Promising to bring real police reform if elected president, presumptive Democratic presidential nominee Joe Biden said Friday that he had spoken with the family of George Floyd, the African American man killed by Minneapolis police officers on Monday.
“The original sin of this country still stains our nation today,” the former vice president said in a video message from his Delaware home, referring to more than 400 years of “Black men, Black women, Black children” whose potential was “wiped out unnecessarily.”
“Everyday African Americans go about their lives with constant anxiety and trauma wondering who will be next … The anger and frustration and the exhaustion is undeniable.”
Protests broke out nationwide after video showed a Minneapolis police officer kneeling on Floyd’s neck despite his pleas that he could not breathe. The officer, Derek Chauvin, was fired from his post after the incident and taken into custody Friday on murder and manslaughter charges.
After days of protests, Minneapolis was in flames Thursday night as some people set fire to the Minneapolis Police Department’s 3rd Precinct building. Other local businesses were set on fire as people broke into stores and threw fireworks at law enforcement.
President Donald Trump responded by tweeting that the protesters were “THUGS” and called for shooting any looters.
Biden did not mention Trump by name in his remarks, but explicitly censured the president’s response to Floyd’s death, saying this was not the time for “incendiary tweets” or “inciting violence.”
Minnesota Gov.
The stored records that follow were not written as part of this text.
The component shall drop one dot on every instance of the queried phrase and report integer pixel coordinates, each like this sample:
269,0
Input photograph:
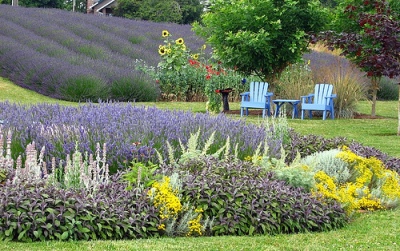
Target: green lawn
372,231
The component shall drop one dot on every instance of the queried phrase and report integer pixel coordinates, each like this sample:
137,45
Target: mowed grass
372,231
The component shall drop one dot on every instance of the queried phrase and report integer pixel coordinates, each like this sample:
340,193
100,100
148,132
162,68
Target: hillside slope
52,51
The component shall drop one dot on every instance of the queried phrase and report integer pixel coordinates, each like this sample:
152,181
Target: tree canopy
368,34
260,37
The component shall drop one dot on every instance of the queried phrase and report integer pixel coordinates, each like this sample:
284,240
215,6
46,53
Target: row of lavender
122,127
79,57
Tim Walz also said Trump’s comments were “just not helpful.”
“In the moment where we’re at, in a moment that is so volatile, anything we do to add fuel to that fire is really, really challenging,” Walz said.
Biden’s presidential campaign has proposed allocating $300 million for the Community Oriented Policing Services program, which he argues has been underfunded, as well as directing the Department of Justice to hold police departments accountable for excessive use of force and other civil rights violations.